Wie Reibung und Mut die Kreativität auf ADFEST revolutionieren
Lebhafte Diskussion über Kreativität bei ADFEST: Wie Reibung und mutiges Denken zu bedeutender Arbeit führen
Beim ADFEST fand im Rahmen von "Gespräche, die Kreativität neu prägen" eine anregende Debatte über kreative Prozesse statt. Moderiert wurde die Runde von Lucia Ongay, Mitbegründerin der Gerety Awards, die mit drei Jurymitgliedern der Auszeichnung – Pannarai Juanroong, Anna Fawcett und Shruthi Subramaniam – darüber sprach, wie Spannungen und unkonventionelle Ansätze zu wegweisenden Ideen führen. Ihre Einsichten stellten gängige Methoden der kreativen Problemlösung infrage.
Einig war sich das Panel, dass konstruktive Konflikte in Diskussionen zu stärkeren Konzepten führen. Ongay gab den Ton vor, indem sie betonte, dass Unbehagen oft der Funke für Innovation ist.
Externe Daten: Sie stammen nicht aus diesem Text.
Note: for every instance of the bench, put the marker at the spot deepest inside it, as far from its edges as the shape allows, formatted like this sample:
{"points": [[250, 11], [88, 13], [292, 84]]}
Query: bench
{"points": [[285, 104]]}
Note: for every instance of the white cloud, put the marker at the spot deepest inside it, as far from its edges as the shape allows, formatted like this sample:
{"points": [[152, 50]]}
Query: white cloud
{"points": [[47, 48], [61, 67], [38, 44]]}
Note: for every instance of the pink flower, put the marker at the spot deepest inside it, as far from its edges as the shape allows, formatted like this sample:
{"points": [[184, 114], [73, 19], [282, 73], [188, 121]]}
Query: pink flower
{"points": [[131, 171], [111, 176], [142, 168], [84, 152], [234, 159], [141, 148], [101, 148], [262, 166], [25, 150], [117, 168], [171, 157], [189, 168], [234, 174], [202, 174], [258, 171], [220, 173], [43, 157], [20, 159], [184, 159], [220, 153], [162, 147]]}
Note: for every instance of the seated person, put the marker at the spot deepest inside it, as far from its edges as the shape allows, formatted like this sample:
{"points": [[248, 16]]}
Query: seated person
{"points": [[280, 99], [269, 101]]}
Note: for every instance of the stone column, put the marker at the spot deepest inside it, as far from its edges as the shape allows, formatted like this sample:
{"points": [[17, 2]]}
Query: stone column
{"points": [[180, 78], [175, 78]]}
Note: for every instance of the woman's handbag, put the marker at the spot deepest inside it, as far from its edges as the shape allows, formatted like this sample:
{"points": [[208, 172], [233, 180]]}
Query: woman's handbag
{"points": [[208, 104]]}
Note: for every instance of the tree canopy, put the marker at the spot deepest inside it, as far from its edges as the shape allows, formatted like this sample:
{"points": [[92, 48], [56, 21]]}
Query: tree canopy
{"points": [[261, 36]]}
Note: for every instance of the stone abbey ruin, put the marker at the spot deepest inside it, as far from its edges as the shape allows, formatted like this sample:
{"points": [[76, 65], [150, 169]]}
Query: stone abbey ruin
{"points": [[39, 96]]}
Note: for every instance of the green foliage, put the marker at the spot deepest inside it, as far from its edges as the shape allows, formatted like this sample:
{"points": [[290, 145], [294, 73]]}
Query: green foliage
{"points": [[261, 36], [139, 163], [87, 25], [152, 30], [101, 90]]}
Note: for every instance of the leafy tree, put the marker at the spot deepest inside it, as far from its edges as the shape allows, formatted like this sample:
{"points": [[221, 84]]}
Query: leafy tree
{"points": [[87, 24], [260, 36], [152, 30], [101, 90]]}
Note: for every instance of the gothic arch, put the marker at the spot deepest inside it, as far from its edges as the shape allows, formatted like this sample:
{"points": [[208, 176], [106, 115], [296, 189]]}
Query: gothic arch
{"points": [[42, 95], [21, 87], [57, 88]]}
Shruthi Subramaniam unterstrich dies und argumentierte, Kreativität dürfe sich nicht immer an Logik orientieren. Gerade der Kampf um eine ungewöhnliche Idee treibe diese häufig zur Perfektion, so ihre Überzeugung.
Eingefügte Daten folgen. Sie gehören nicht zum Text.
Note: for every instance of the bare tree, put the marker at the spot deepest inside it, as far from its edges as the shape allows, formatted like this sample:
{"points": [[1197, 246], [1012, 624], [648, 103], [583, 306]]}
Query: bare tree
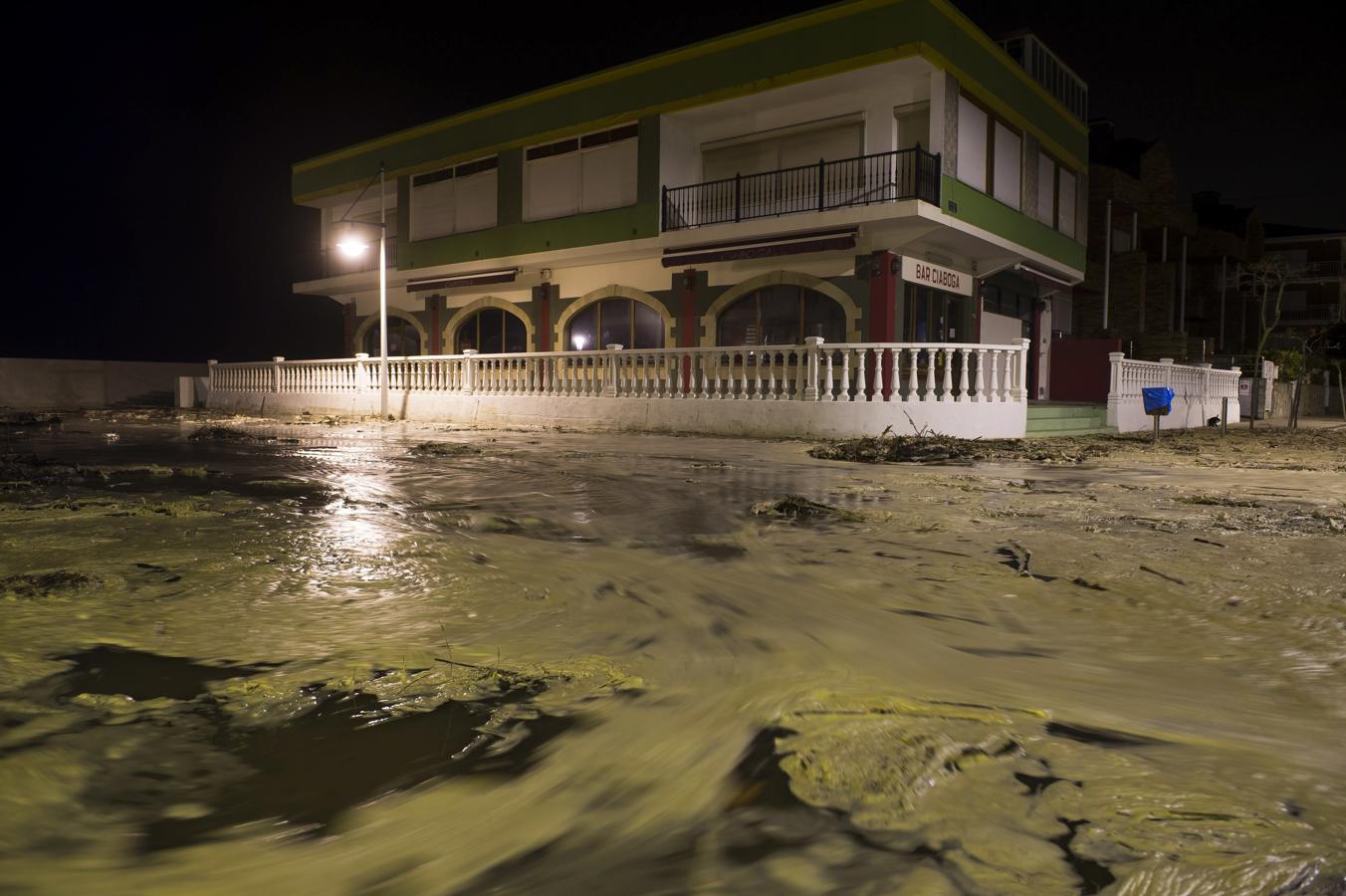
{"points": [[1265, 282]]}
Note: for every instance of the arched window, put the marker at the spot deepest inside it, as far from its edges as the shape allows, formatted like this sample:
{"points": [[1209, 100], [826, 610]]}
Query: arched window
{"points": [[492, 332], [781, 315], [625, 322], [402, 337]]}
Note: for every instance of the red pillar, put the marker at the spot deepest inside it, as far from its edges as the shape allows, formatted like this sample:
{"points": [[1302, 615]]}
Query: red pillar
{"points": [[544, 317], [883, 310], [435, 305], [687, 326]]}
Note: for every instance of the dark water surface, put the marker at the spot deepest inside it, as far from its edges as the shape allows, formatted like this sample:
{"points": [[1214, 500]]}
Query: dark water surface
{"points": [[317, 659]]}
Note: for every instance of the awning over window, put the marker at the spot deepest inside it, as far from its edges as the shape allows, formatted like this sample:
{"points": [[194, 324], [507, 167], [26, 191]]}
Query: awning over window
{"points": [[471, 279]]}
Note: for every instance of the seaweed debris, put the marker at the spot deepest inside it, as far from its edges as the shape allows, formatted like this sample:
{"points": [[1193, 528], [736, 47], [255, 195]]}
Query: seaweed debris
{"points": [[443, 450], [221, 433]]}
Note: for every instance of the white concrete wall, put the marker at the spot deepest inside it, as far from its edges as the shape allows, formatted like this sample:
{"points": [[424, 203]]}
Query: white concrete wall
{"points": [[729, 417], [57, 383], [1001, 330]]}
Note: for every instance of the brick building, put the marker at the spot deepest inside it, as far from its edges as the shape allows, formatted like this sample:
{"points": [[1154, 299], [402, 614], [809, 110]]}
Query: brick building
{"points": [[1167, 261]]}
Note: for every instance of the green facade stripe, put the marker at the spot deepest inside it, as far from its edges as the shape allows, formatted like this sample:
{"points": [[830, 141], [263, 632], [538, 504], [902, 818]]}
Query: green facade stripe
{"points": [[810, 46], [983, 211], [633, 222]]}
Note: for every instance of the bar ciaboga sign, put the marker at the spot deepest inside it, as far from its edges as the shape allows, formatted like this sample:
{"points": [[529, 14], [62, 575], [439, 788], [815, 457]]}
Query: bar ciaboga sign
{"points": [[928, 274]]}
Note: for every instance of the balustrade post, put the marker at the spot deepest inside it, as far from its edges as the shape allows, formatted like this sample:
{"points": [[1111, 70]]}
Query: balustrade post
{"points": [[469, 371], [1205, 381], [813, 345], [610, 371], [361, 371], [1169, 371], [1115, 358]]}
Anna Fawcett warnte davor, Technologie als alleinigen Ausgangspunkt für Inspiration zu nutzen. Stattdessen plädierte sie für kollektive Intuition und radikale Einfachheit, um echte menschliche Emotionen zu berühren. Subramaniam wiederum mahnte, dass "sichere" Kreativität oft ihr Zielpublikum verfehle.
Die Gerety Awards, deren Jury ausschließlich aus weiblichen Kreativführerinnen besteht, bildeten den Rahmen für die Diskussion. Die Teilnehmerinnen hoben hervor, dass Geduld, Mut und ein menschenzentrierter Ansatz entscheidend seien, um Arbeiten zu schaffen, die wirklich resonieren.
Am Ende stand ein klares Fazit: Kreativität entfaltet sich am besten, wenn sie Risiken eingeht und im Menschlichen verwurzelt bleibt. Die Perspektiven des Panels setzten neue Maßstäbe dafür, wie Ideen Durchbruchskraft entfalten und Verbindung stiften können. Ihr Rat deutet auf einen Wandel hin – weg von starren Schema, hin zu mutigeren, emotional getriebenen Arbeiten.